Menopause and Exercise

If you have a menstrual cycle, menopause is something you will go through at some point in your life. Here, I want to outline some of the symptoms of menopause as well as how it may impact training and what you can do about it. 

Perimenopause (the symptoms you get before your periods cease) can start as early as your mid-thirties and can last for 8-10 years. Symptoms can include: 

  • Fatigue
  • Mood swings
  • Hot flashes
  • Night sweats 
  • Insomnia/sleep disturbances 
  • Depression
  • Incontinence 
  • Short-term memory loss
  • Migraines
  • Slowed metabolism 

Post-menopause will see a decrease in these symptoms; however, the decreased oestrogen can increase the risk of osteoporosis and heart disease. 

One key way to manage these symptoms is to keep, or start, training with a focus on maintaining and building lean muscle. 

From around the age of 25, our Basal Metabolic Rate (BMR; the minimum amount of energy we need to perform the basic functions of being alive) starts to gradually decrease, generally as a result of muscle mass loss. 

Furthermore, as oestrogen and progesterone drops during menopause, while sensitivity to stress increases, people going through it may experience greater difficulty losing body fat and see an increase in body fat particularly in their midsection. 

However, as muscle is more metabolically active tissue, the more you have, the better you can combat the slowing of your metabolism and changes in body composition as a result of menopause. 

Training to increase muscle mass also improves overall strength and stability, which can be impacted by physical and hormonal changes during menopause. Strength training will also help to reduce the risk of osteoporosis, which increases post-menopause. 
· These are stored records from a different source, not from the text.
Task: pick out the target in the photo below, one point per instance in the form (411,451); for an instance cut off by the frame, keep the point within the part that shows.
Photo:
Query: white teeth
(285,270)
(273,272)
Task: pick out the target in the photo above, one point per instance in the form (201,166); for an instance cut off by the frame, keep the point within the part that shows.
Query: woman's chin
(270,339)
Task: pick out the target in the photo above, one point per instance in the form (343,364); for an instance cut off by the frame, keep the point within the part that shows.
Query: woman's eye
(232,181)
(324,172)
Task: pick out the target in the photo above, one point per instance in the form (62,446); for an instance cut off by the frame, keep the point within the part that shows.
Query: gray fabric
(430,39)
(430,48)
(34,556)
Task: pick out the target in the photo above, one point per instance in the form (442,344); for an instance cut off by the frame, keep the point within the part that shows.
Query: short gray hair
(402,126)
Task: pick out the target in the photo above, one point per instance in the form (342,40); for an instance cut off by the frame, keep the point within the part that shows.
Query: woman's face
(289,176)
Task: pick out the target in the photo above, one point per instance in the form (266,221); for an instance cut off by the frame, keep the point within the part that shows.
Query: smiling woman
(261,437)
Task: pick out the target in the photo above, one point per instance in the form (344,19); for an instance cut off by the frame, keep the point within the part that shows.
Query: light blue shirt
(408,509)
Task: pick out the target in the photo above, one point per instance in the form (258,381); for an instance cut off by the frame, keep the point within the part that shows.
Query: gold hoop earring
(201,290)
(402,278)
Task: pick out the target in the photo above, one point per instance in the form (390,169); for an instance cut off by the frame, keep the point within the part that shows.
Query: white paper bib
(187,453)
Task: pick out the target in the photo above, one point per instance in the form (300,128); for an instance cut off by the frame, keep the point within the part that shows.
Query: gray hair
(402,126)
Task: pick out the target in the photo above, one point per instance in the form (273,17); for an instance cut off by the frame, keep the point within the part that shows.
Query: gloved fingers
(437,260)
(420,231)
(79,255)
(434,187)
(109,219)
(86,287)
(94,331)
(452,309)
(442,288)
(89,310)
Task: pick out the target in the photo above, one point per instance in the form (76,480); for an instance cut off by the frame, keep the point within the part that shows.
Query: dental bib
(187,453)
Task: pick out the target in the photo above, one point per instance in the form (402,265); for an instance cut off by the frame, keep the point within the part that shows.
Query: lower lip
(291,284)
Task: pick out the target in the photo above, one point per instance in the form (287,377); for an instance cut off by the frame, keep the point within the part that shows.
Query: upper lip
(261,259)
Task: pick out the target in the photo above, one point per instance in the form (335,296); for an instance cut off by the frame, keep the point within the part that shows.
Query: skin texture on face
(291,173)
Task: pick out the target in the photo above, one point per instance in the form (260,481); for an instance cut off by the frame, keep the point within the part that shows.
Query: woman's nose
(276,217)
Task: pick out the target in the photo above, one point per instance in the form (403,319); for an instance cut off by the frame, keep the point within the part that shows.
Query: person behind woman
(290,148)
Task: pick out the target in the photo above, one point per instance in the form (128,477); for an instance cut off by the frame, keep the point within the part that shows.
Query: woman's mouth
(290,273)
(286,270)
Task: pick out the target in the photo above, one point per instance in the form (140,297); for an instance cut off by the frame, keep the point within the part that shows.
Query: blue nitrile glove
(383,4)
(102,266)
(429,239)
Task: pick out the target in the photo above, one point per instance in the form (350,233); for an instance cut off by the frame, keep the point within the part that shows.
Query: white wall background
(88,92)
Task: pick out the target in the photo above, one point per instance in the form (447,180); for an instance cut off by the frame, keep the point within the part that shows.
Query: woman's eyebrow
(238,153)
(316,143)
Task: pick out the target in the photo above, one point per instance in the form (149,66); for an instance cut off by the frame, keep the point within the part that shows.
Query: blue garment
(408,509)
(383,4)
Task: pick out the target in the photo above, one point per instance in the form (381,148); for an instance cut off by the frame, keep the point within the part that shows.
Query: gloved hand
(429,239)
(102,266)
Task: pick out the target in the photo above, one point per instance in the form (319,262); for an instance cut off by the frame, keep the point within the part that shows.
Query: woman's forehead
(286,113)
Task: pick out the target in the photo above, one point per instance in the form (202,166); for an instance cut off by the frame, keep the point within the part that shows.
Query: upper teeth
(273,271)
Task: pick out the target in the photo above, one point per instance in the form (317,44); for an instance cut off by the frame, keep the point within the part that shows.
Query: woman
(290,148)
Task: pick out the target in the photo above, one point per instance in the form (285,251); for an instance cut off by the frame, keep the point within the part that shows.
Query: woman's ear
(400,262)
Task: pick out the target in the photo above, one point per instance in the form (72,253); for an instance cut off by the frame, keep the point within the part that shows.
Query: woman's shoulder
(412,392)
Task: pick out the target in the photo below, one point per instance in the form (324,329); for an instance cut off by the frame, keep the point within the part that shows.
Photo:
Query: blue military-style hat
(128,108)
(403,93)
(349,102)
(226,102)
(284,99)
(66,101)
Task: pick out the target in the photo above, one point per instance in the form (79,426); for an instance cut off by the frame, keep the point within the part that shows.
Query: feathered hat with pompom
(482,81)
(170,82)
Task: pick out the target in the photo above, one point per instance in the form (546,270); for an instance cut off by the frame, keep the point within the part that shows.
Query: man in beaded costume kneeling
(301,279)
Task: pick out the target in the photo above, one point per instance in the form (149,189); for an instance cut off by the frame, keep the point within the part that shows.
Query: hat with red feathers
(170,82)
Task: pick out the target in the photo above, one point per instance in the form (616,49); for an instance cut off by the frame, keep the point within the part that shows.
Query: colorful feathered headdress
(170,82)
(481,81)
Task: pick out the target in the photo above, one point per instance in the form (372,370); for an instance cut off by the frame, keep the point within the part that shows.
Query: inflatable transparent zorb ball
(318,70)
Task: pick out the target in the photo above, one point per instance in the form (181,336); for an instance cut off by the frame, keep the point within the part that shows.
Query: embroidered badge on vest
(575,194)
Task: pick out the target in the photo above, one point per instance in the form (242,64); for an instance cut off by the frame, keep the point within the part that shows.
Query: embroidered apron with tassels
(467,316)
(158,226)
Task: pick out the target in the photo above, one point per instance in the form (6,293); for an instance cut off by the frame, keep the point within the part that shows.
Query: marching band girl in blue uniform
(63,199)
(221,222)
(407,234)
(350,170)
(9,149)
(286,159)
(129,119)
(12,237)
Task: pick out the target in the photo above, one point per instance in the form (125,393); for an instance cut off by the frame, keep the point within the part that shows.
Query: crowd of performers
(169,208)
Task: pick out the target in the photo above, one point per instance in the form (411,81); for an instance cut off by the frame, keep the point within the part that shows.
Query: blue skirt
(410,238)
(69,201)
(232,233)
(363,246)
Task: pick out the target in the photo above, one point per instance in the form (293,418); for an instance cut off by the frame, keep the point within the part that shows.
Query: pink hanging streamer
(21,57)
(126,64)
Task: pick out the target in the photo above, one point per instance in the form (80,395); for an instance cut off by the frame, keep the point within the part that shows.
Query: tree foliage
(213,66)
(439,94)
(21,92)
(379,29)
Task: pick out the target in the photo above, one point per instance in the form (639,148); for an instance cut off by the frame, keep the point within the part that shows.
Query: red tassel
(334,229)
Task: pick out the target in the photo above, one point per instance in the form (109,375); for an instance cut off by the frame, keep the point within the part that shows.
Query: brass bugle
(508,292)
Continuing a regular training program throughout menopause (or even starting one if you haven’t already) will also help to mitigate the emotional symptoms of this transition. Exercise has a positive effect on mood and can be used to help treat mild to moderate depression, as well as increase energy and improve sleep, which can make menopausal symptoms easier to manage. 

Symptoms of menopause can fluctuate daily so it’s important to build flexibility into your training schedule and make adjustments for days where you’re extremely fatigued, experiencing reduced movement quality, or you’re emotionally not up for a hard, heavy session. 

If you have any concerns or think you might be perimenopausal, please speak with your GP.